鳥海彩氏、地域政党「再生の道」離脱を表明 都議選落選後の胸中

石丸伸二氏が代表を務める地域政党「再生の道」から先日行われた都議選に出馬し、惜しくも落選した鳥海彩氏(37)が、党からの離脱を自身のSNSで表明した。離脱の背景には、石丸代表の一部の熱狂的な支持者からの批判に加え、「再生の道」が掲げる政治参加促進という目標と、自身の「当選」という明確な目標との間にある方向性の違いがあったと鳥海氏は説明している。都議選を終えた今、鳥海氏が胸の内を明かした。

都議選に出馬した鳥海彩氏(左)と地域政党「再生の道」代表の石丸伸二氏(右)都議選に出馬した鳥海彩氏(左)と地域政党「再生の道」代表の石丸伸二氏(右)

落選、しかし「政治活動は続けています」都議選後の思い

鳥海彩氏が出馬した世田谷区の都議選には18人が立候補する激戦となった。鳥海氏は1万1537票を獲得したものの14位に終わり、当選には至らなかった。

鳥海氏は慶應義塾大学を卒業後、東海テレビ放送報道スポーツ局で記者として勤務した経験を持つ。その後はフリーアナウンサーを経て、2015年には気象予報士の資格を取得。シンクタンク職員としても勤めるなど多様なキャリアを積み、現在は楽天グループの社員として地域創生に関わる事業に携わっているという。また、私生活では3児の母でもある。改めて都議選の結果について尋ねると、彼女はこう語った。

「世田谷区内の候補者の中で一番の活動量を目指しチームで取り組みました。東京都のために政治家になって尽力したいと、絶対当選したいと思い取り組んできたので今回の結果にはすごく落ち込みましたが、日本を良くしていきたいという志のもと、今も街頭に立つなど政治活動は続けています」

小学生の頃から政治の書物を読んだり、大学でも政治学を勉強するなど、政治には長年強い関心があったという鳥海氏。20代の頃には自民党の政治塾に参加するなど模索してきたものの、子育てなどもあり、これまで具体的な第一歩を踏み出せないでいたという。

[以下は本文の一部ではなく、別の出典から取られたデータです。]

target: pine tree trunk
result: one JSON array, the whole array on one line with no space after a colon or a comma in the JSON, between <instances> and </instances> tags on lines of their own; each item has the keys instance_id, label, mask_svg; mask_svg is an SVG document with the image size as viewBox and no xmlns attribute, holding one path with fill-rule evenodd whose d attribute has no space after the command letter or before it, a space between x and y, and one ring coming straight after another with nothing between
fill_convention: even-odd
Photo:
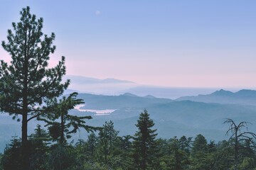
<instances>
[{"instance_id":1,"label":"pine tree trunk","mask_svg":"<svg viewBox=\"0 0 256 170\"><path fill-rule=\"evenodd\" d=\"M60 116L60 144L64 143L64 130L65 130L65 125L64 125L64 115L63 113L61 113Z\"/></svg>"},{"instance_id":2,"label":"pine tree trunk","mask_svg":"<svg viewBox=\"0 0 256 170\"><path fill-rule=\"evenodd\" d=\"M23 108L23 110L25 110ZM22 157L23 157L23 169L29 169L29 158L28 147L28 121L27 114L23 113L22 116Z\"/></svg>"},{"instance_id":3,"label":"pine tree trunk","mask_svg":"<svg viewBox=\"0 0 256 170\"><path fill-rule=\"evenodd\" d=\"M26 35L27 30L26 30ZM28 47L27 44L27 37L25 38L25 52L23 65L23 110L22 110L22 157L23 169L29 169L29 155L28 146Z\"/></svg>"}]
</instances>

「今回、石丸さんに選んでいただき、都議選の候補者として政治活動・選挙活動をスタートできたことは私にとってはようやく踏み込めた第一歩で、石丸さん、『再生の道』の関係者のみなさま、ご支援いただいたすべての方に感謝しています」

気象予報士時代の経験を活かしSNSで情報発信する鳥海彩氏気象予報士時代の経験を活かしSNSで情報発信する鳥海彩氏

石丸代表の理念と鳥海氏の「脱石丸」作戦

石丸代表は昨年の都知事選の時から「政治屋の排除」を強く打ち出しており、新陳代謝を促進させ続ける意図から、「再生の道」は当選した場合の議員の活動期間を2期8年を上限とするルールを制定している。また、他党との掛け持ちも認め、議決に関して党議拘束はかけないという方針も打ち出していた。

鳥海氏は石丸代表の「議論をできる人を求めている」という言葉に感銘を受け、「再生の道」のオーディションに参加した経緯がある。都議選においては、看板やポスターに石丸代表の写真を使わず、「再生の道」という文字についても目立たないよう小さく記載する、党のシンボルカラーである紫色の服ではなくピンク色の服を着用するなど、意図的に“脱石丸”作戦を展開していたことも特徴的だ。

党代表・事務局との連携と独自の選挙戦

鳥海氏は、当初は石丸氏が全面的にサポートする選挙戦になるかと想像していたというが、実際には候補者たちは自分らしさのある選挙を求められていたと感じている。

「『再生の道』のオーディションに受かってから今日にいたるまで石丸さんと深くは話したことはありませんでしたが、事務局長の西岡さんがたっぷりと相談に乗ってくれましたので、安心でした。そうこうしている間に私の仲間も集まり出し、選挙戦のビジョンもでき始めました。石丸さんのサポートを待つのではなく、私だから応援してくれるという人もいましたので、自分の選挙を打ち出して動きたいと思って、自分なりの選挙戦略で動きました」

離脱の背景と今後の展望

鳥海彩氏は、石丸伸二氏率いる地域政党「再生の道」からの離脱を決断した背景として、一部支持者からの批判に加え、党の理念である「政治参画」という目標と、自身の「当選」という明確な政治目標との間に相違があったことを明かした。しかし、都議選への挑戦自体は、長年の政治への思いを具体的な行動に移せた「第一歩」であったと前向きに位置づけている。今後も政治活動を継続していく意向を示しており、彼女の今後の動向、そして「再生の道」が今後どのように候補者と連携していくのかが注目される。